Big Brother continues to feed on digital technology. Running amok of all restraints, the Obama regime has been caught using a Stingray device to track down people based on their cell phone. The espionage equipment will locate a phone – and presumably its owner – with precision even when the phone is not in use. Judge David G. Campbell of the U.S. District Court of Arizona has already ordered the challenge of the FBI’s use of Stingray to bust hacker Daniel David Rigmaiden can proceed.
Rigmaiden now wants the judge to order the FBI to turn over details about Stingray technology to help in him prepare his defense. As the federal government pursues the man they called “The Hacker,” it contradicts its current practice of hiring hackers. Had the FBI offered Rigmaiden a job it would not face this embarrassing court case.

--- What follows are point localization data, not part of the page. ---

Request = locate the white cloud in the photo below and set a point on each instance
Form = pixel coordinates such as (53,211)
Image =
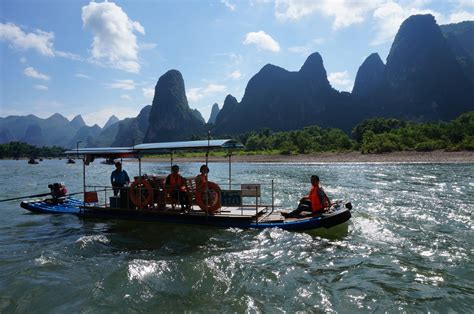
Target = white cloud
(344,12)
(341,80)
(31,72)
(308,48)
(148,92)
(228,4)
(460,16)
(39,40)
(235,75)
(147,46)
(465,3)
(41,87)
(84,76)
(390,16)
(67,55)
(114,43)
(262,40)
(101,116)
(196,94)
(122,84)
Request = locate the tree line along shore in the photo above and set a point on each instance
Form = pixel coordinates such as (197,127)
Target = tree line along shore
(372,136)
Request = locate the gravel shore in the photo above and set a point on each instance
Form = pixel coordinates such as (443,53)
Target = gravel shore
(350,157)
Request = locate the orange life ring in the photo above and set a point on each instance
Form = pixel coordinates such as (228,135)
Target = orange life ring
(146,192)
(215,200)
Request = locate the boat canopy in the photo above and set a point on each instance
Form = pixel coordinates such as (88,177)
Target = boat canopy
(156,148)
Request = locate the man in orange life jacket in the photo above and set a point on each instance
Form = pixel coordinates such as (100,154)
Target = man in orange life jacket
(316,202)
(176,185)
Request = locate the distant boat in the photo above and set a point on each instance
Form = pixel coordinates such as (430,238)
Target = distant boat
(108,161)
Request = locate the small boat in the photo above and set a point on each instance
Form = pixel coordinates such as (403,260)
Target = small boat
(225,218)
(108,161)
(148,198)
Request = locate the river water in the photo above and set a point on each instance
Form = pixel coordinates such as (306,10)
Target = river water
(408,247)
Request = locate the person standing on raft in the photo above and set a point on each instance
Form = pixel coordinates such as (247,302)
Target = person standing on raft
(119,178)
(176,186)
(316,202)
(201,179)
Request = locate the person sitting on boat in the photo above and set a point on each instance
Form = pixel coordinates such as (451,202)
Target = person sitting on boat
(201,179)
(316,202)
(119,178)
(176,186)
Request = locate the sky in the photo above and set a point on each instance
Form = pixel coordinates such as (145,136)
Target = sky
(101,58)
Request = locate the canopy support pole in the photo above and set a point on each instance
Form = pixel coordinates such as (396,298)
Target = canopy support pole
(208,144)
(140,176)
(84,178)
(230,170)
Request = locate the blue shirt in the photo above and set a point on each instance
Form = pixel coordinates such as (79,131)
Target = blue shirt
(119,178)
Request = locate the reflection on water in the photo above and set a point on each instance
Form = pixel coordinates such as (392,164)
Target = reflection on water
(408,246)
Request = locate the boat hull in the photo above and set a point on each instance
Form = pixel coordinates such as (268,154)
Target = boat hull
(73,206)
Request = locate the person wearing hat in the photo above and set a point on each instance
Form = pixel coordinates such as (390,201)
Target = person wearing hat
(201,178)
(316,202)
(176,186)
(119,178)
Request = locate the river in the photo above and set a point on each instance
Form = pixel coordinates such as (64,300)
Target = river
(408,247)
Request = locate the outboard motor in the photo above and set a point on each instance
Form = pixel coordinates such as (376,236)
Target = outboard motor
(58,190)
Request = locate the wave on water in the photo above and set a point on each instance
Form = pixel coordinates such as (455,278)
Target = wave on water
(90,239)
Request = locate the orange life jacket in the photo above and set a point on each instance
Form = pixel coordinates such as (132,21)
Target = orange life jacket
(316,203)
(175,181)
(201,179)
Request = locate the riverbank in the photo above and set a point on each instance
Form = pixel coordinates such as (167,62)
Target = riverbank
(330,157)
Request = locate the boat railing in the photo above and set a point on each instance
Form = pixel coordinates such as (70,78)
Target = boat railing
(244,196)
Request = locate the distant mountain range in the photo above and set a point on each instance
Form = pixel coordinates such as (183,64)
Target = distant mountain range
(428,76)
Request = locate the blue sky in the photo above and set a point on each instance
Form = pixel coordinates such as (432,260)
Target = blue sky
(102,58)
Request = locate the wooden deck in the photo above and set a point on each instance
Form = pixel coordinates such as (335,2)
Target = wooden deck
(263,213)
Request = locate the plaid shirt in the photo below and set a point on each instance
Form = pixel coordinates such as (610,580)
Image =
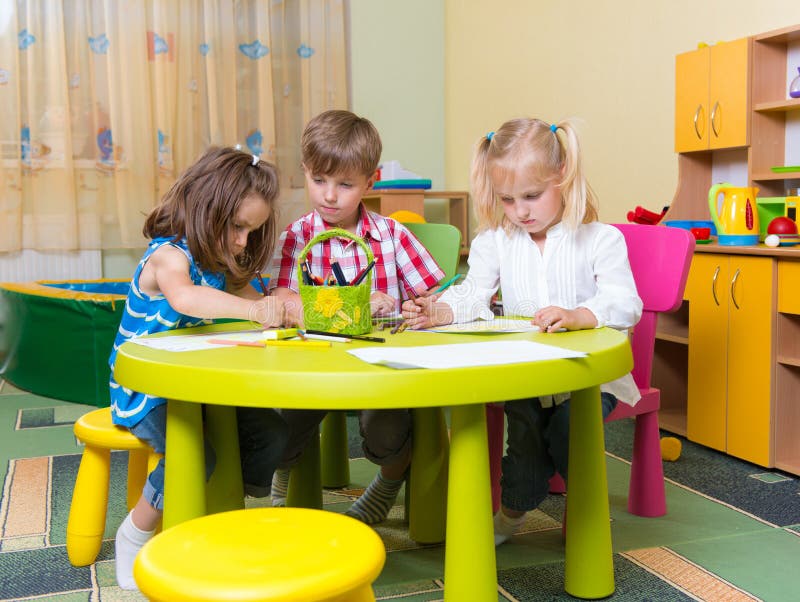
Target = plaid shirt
(402,264)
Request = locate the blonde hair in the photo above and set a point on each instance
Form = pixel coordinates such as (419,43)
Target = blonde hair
(338,141)
(550,153)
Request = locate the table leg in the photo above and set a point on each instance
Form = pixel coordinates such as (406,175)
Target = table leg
(185,474)
(589,571)
(470,571)
(224,490)
(305,480)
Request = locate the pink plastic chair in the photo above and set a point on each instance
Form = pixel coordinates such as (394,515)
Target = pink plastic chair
(659,258)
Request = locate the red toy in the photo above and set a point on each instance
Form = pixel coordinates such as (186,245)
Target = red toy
(640,215)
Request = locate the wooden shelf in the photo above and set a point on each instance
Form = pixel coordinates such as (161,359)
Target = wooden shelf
(779,36)
(671,338)
(771,175)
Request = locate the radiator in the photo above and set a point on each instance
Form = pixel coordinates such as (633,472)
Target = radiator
(50,265)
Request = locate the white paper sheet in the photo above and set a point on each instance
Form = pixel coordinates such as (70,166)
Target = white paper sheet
(199,342)
(462,355)
(496,326)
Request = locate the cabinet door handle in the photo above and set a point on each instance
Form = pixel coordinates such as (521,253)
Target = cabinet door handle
(714,286)
(733,288)
(695,121)
(714,118)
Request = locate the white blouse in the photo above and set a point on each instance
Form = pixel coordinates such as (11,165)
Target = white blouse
(587,268)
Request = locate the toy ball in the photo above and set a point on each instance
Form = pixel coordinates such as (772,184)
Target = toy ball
(670,449)
(782,225)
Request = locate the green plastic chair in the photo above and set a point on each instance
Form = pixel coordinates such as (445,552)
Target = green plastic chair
(443,242)
(426,488)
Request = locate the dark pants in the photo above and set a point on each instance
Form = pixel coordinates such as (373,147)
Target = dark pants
(386,434)
(262,439)
(537,447)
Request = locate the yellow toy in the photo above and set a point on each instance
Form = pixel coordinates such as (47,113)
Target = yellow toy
(670,449)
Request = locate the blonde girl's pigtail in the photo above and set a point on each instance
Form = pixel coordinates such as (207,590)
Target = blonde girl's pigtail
(481,184)
(580,201)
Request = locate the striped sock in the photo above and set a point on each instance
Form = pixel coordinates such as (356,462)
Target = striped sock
(280,485)
(374,504)
(505,526)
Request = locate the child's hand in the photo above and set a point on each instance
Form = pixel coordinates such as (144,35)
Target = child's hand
(268,311)
(552,319)
(425,312)
(381,304)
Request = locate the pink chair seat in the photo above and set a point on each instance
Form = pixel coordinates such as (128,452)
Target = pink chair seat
(660,257)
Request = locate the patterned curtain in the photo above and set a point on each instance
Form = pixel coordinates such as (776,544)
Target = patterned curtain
(103,103)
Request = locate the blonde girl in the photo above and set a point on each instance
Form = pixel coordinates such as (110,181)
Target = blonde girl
(539,242)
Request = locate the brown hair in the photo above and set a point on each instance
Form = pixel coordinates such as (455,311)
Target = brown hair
(202,204)
(339,141)
(551,152)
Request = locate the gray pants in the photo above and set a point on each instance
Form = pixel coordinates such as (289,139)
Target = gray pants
(386,434)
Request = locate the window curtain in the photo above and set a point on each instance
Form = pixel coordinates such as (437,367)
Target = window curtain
(104,103)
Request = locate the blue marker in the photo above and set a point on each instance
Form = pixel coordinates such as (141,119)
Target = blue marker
(448,283)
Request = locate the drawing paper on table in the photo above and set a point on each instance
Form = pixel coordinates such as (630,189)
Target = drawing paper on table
(498,325)
(199,342)
(463,355)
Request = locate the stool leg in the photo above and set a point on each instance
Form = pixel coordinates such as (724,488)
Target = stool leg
(137,473)
(224,490)
(87,512)
(361,594)
(426,490)
(334,451)
(305,483)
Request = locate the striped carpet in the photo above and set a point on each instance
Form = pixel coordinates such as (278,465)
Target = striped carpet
(732,531)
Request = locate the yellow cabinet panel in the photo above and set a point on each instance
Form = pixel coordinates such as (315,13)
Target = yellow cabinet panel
(691,100)
(708,370)
(789,289)
(750,317)
(730,354)
(728,91)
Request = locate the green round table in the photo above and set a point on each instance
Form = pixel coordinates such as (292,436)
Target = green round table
(331,378)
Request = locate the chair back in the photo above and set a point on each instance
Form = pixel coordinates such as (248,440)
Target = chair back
(660,257)
(443,242)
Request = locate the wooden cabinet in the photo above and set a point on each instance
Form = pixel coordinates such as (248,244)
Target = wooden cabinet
(728,362)
(731,310)
(711,97)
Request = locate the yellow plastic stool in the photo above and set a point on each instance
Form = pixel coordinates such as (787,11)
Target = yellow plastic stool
(274,554)
(87,512)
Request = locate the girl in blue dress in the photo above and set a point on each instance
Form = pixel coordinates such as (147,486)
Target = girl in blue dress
(212,231)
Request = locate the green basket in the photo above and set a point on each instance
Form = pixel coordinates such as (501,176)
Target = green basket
(343,309)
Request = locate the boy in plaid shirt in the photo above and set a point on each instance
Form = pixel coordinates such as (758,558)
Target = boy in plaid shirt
(340,154)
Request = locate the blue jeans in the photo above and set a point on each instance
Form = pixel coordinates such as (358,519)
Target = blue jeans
(537,447)
(152,430)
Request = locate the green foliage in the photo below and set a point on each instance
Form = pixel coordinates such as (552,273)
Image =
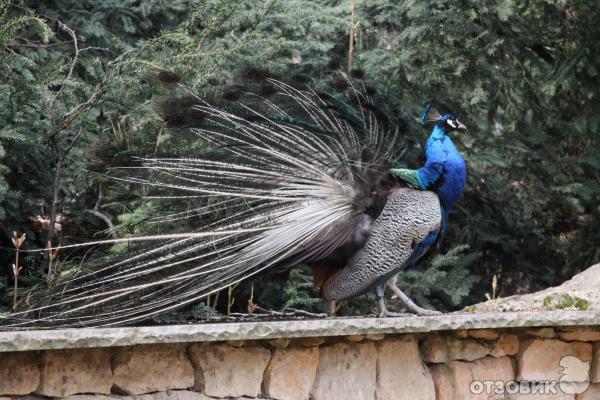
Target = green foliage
(299,291)
(522,76)
(446,281)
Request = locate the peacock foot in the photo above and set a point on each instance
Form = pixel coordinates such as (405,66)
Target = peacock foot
(383,311)
(410,305)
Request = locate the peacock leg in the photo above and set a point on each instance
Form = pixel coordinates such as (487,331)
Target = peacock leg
(383,311)
(406,300)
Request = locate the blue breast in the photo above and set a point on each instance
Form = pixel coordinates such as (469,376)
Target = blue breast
(445,171)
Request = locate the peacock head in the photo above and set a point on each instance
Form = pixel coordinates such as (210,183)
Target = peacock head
(448,122)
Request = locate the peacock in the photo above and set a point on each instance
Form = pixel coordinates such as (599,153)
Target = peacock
(288,175)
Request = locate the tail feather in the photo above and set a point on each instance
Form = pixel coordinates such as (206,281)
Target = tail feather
(285,181)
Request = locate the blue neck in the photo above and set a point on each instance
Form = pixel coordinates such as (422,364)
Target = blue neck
(445,171)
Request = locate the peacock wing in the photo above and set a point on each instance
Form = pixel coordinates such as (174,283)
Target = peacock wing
(409,219)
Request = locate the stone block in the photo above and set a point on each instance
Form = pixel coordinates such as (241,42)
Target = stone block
(152,368)
(172,395)
(225,371)
(279,343)
(443,382)
(486,334)
(72,371)
(550,396)
(19,373)
(402,374)
(581,335)
(595,373)
(311,341)
(454,380)
(291,373)
(346,371)
(546,333)
(506,345)
(355,338)
(441,349)
(541,359)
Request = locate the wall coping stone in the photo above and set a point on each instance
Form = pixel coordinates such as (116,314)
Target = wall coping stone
(27,340)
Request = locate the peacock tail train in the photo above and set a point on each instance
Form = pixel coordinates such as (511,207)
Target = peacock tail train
(288,175)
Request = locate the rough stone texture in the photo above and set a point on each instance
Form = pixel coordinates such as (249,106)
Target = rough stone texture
(225,371)
(558,396)
(355,338)
(583,285)
(346,371)
(97,397)
(486,334)
(291,373)
(540,359)
(152,368)
(441,349)
(595,373)
(374,337)
(413,383)
(453,380)
(506,345)
(19,373)
(173,395)
(279,343)
(168,395)
(461,333)
(210,332)
(71,371)
(312,341)
(593,393)
(444,386)
(546,333)
(581,335)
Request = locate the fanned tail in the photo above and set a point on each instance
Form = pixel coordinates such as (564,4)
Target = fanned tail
(287,178)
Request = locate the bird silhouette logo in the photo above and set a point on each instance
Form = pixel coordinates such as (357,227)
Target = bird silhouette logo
(574,375)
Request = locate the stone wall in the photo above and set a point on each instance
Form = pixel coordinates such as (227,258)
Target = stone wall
(460,364)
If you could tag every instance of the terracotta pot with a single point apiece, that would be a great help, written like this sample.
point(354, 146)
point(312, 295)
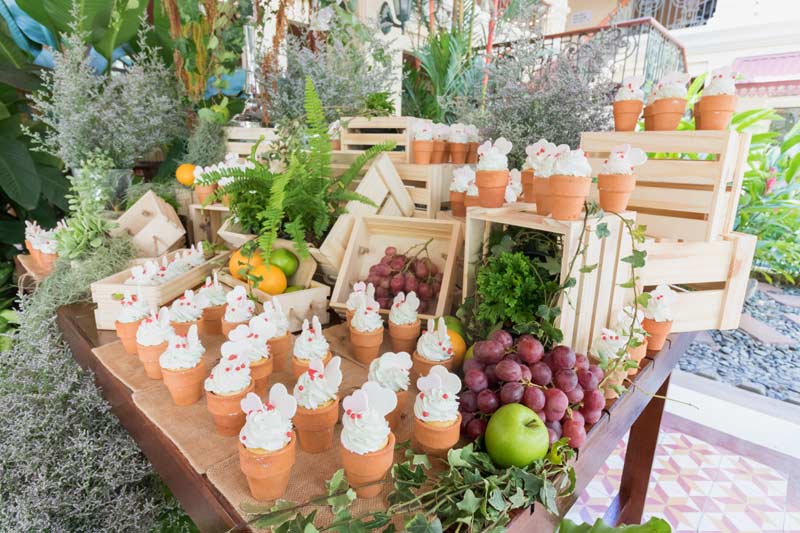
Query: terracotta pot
point(626, 114)
point(541, 195)
point(421, 366)
point(667, 113)
point(182, 328)
point(364, 471)
point(315, 427)
point(615, 191)
point(267, 472)
point(567, 194)
point(149, 356)
point(301, 365)
point(404, 336)
point(395, 416)
point(211, 322)
point(435, 438)
point(185, 386)
point(491, 187)
point(658, 332)
point(260, 372)
point(458, 152)
point(227, 413)
point(366, 345)
point(280, 349)
point(126, 331)
point(204, 191)
point(716, 111)
point(421, 152)
point(457, 204)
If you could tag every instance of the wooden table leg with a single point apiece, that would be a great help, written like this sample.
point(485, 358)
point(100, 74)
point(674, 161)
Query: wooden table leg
point(628, 506)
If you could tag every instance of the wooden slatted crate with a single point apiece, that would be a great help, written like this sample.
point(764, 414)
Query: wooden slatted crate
point(594, 301)
point(678, 197)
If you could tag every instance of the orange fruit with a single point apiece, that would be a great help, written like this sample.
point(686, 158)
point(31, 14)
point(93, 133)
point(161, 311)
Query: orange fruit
point(273, 280)
point(185, 174)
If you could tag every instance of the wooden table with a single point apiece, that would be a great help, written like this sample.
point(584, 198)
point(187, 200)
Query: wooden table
point(637, 411)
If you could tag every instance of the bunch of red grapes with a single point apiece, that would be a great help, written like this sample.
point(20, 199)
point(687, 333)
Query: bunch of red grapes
point(405, 273)
point(562, 387)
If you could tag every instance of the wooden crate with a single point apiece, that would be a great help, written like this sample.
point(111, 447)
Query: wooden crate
point(106, 292)
point(372, 234)
point(710, 277)
point(593, 302)
point(361, 133)
point(685, 199)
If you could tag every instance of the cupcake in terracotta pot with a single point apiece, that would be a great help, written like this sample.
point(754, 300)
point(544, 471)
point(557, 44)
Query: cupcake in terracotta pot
point(317, 395)
point(152, 339)
point(658, 316)
point(391, 371)
point(404, 322)
point(183, 368)
point(437, 422)
point(132, 310)
point(226, 386)
point(310, 344)
point(267, 443)
point(239, 309)
point(212, 301)
point(434, 348)
point(367, 449)
point(616, 179)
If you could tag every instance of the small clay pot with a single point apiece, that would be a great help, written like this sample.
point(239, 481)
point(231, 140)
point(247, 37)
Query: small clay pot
point(615, 191)
point(185, 386)
point(149, 356)
point(280, 349)
point(404, 336)
point(491, 187)
point(421, 152)
point(626, 114)
point(299, 366)
point(126, 331)
point(458, 152)
point(366, 345)
point(227, 411)
point(421, 366)
point(364, 471)
point(667, 113)
point(267, 472)
point(457, 204)
point(260, 372)
point(658, 332)
point(211, 322)
point(315, 427)
point(567, 194)
point(435, 438)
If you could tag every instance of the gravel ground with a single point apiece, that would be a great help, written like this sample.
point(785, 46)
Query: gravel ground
point(737, 358)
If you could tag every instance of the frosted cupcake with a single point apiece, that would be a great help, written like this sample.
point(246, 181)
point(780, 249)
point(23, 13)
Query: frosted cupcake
point(238, 311)
point(437, 422)
point(404, 322)
point(391, 370)
point(132, 310)
point(228, 383)
point(317, 395)
point(267, 443)
point(434, 348)
point(152, 338)
point(367, 441)
point(183, 368)
point(366, 333)
point(310, 344)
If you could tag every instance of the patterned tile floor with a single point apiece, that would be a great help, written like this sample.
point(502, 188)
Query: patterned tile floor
point(699, 487)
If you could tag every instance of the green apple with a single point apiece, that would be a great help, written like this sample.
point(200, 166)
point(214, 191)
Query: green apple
point(516, 436)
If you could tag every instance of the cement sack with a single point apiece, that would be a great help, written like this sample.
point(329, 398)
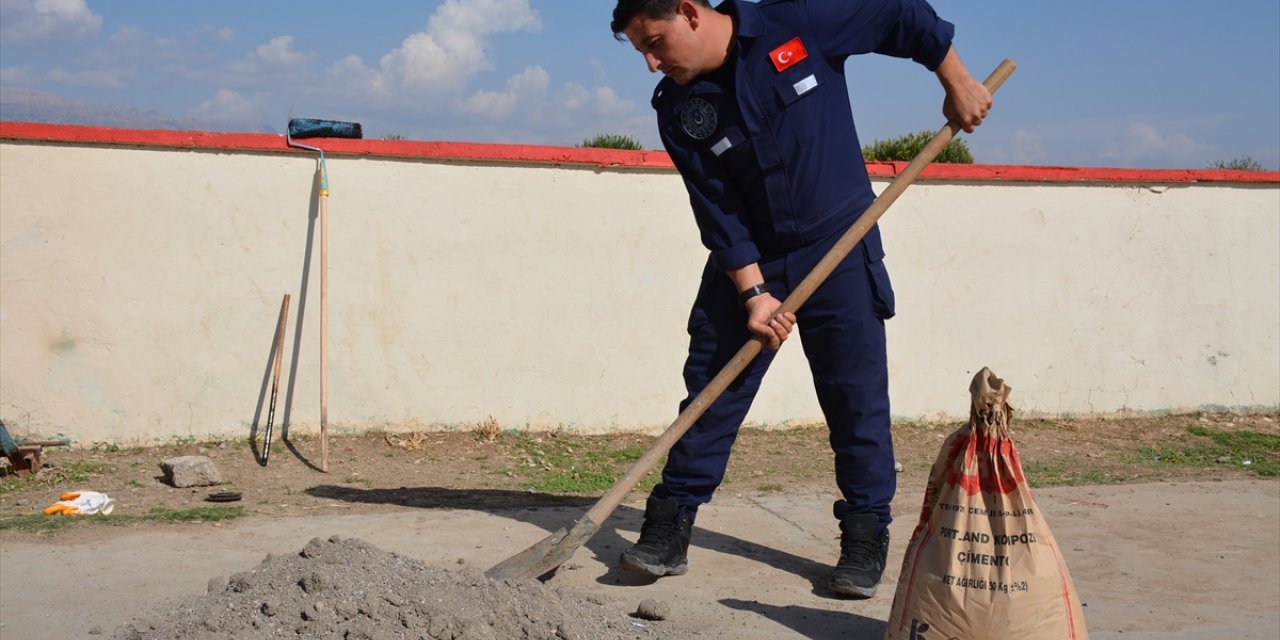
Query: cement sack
point(982, 563)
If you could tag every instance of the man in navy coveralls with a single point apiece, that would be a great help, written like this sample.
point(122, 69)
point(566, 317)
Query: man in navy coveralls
point(754, 112)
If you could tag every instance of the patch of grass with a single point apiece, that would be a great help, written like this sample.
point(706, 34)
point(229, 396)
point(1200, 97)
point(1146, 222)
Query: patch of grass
point(572, 465)
point(42, 524)
point(69, 472)
point(1248, 451)
point(1068, 472)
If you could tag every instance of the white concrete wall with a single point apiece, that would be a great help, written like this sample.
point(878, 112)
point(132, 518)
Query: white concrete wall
point(140, 289)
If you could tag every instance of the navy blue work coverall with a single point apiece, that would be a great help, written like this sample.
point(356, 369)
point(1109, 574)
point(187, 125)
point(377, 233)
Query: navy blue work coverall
point(771, 159)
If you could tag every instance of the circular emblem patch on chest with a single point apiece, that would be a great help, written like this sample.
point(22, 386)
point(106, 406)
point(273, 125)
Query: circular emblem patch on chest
point(698, 118)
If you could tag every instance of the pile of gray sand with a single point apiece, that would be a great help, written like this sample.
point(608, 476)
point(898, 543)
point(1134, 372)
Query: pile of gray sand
point(348, 589)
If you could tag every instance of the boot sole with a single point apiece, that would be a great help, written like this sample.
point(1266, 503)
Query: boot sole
point(635, 566)
point(856, 592)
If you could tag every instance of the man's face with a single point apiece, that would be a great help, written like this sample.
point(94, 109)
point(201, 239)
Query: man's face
point(672, 45)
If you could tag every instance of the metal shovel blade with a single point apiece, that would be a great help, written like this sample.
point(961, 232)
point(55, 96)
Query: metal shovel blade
point(545, 554)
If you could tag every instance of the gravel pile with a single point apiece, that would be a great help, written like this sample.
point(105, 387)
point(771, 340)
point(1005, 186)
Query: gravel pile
point(348, 589)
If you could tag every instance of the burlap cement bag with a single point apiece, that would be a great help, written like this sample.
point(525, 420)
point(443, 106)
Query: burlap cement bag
point(982, 563)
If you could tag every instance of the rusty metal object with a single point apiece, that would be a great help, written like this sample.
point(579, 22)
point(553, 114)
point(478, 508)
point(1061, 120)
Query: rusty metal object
point(24, 456)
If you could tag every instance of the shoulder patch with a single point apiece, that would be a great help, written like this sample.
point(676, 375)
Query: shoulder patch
point(698, 118)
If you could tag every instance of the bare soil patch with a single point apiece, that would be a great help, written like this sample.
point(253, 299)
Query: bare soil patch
point(487, 467)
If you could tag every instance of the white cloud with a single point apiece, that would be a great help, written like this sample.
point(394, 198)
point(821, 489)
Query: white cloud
point(440, 59)
point(225, 106)
point(88, 78)
point(275, 55)
point(37, 22)
point(1027, 147)
point(1143, 144)
point(528, 90)
point(17, 76)
point(216, 33)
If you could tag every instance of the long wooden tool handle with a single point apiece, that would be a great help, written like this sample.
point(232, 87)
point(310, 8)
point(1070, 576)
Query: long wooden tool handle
point(801, 293)
point(324, 330)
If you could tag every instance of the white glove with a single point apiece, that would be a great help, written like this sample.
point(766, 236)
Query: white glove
point(82, 503)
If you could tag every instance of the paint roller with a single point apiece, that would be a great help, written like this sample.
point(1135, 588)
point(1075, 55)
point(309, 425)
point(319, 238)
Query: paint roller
point(315, 128)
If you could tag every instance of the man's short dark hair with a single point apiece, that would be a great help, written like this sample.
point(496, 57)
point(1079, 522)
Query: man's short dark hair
point(658, 9)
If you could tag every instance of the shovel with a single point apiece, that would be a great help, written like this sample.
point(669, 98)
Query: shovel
point(560, 547)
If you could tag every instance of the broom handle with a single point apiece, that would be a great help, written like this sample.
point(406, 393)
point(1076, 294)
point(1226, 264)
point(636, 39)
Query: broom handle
point(844, 246)
point(324, 329)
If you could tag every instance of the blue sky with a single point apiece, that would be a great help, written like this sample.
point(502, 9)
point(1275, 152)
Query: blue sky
point(1138, 83)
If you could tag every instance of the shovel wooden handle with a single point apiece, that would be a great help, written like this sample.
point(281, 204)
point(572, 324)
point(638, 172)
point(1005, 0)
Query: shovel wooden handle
point(534, 561)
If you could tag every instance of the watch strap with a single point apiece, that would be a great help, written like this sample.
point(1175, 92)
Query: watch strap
point(753, 292)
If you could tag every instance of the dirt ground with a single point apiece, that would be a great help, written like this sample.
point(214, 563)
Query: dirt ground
point(487, 466)
point(470, 498)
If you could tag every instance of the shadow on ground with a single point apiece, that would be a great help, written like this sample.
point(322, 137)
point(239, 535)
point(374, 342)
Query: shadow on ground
point(553, 512)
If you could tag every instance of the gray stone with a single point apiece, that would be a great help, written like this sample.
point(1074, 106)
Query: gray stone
point(653, 609)
point(191, 471)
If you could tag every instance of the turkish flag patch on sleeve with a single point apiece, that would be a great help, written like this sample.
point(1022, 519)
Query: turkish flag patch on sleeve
point(789, 54)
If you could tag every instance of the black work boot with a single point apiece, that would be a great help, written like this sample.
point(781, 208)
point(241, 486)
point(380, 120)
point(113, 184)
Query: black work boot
point(663, 540)
point(862, 556)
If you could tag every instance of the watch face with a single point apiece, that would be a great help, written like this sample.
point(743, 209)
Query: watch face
point(698, 118)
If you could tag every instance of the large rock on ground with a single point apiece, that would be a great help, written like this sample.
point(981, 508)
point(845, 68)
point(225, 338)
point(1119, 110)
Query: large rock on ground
point(191, 471)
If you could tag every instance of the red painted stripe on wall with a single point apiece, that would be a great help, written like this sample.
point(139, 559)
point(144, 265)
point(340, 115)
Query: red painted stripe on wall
point(539, 154)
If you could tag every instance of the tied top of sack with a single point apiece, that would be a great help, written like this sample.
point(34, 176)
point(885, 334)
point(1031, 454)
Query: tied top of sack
point(991, 408)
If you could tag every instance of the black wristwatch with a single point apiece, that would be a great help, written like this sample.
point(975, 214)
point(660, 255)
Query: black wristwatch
point(752, 292)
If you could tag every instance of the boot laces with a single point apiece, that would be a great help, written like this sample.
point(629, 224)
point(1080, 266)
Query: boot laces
point(659, 533)
point(859, 553)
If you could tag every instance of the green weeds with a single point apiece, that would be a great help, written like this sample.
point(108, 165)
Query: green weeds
point(1249, 451)
point(42, 524)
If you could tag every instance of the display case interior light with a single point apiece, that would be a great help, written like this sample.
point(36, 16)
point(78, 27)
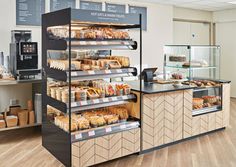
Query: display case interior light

Some people like Jennifer Valentino-Devries at the Wall Street Journal suggest that the Fourth Amendment protections against unreasonable search and seizures cannot keep up with the times. Others believe “unreasonable” means the same thing as it did when our Founding Fathers were still alive. After all, who can say that tracking down citizens without their knowledge by following their phone is reasonable? Rigmaiden hopes to find out.
If no one puts the brakes on federal violations of the constitutional and human rights of American citizens, they will soon embed chips in our bodies and wire our brains together in a Joker-style (think Batman) social and biological neural network without our knowledge and blame it on the failure of the Constitution to keep up with technology.
Testimony suggests that the FBI knows that the way it tracked down the hacker was illegal and probably unconstitutional. After all, they failed to be completely honest with the judge who ordered the warrant.
The prosecutor, Frederick A. Battista, said the government obtained a “court order that satisfied [the] language” in the federal law on warrants. The judge then asked how an order or warrant could have been obtained without telling the judge what technology was being used. Mr. Battista said: “It was a standard practice, your honor.”
Campbell clearly feels that – had the judge granting the warrant knew about Stingray and that the FBI planned to use it against Rigmaiden – the warrant would not have been issued if the FBI were honest.
We’ll follow this case and hope that the Rigmaiden case helps re-establish constitutional rights in the United States.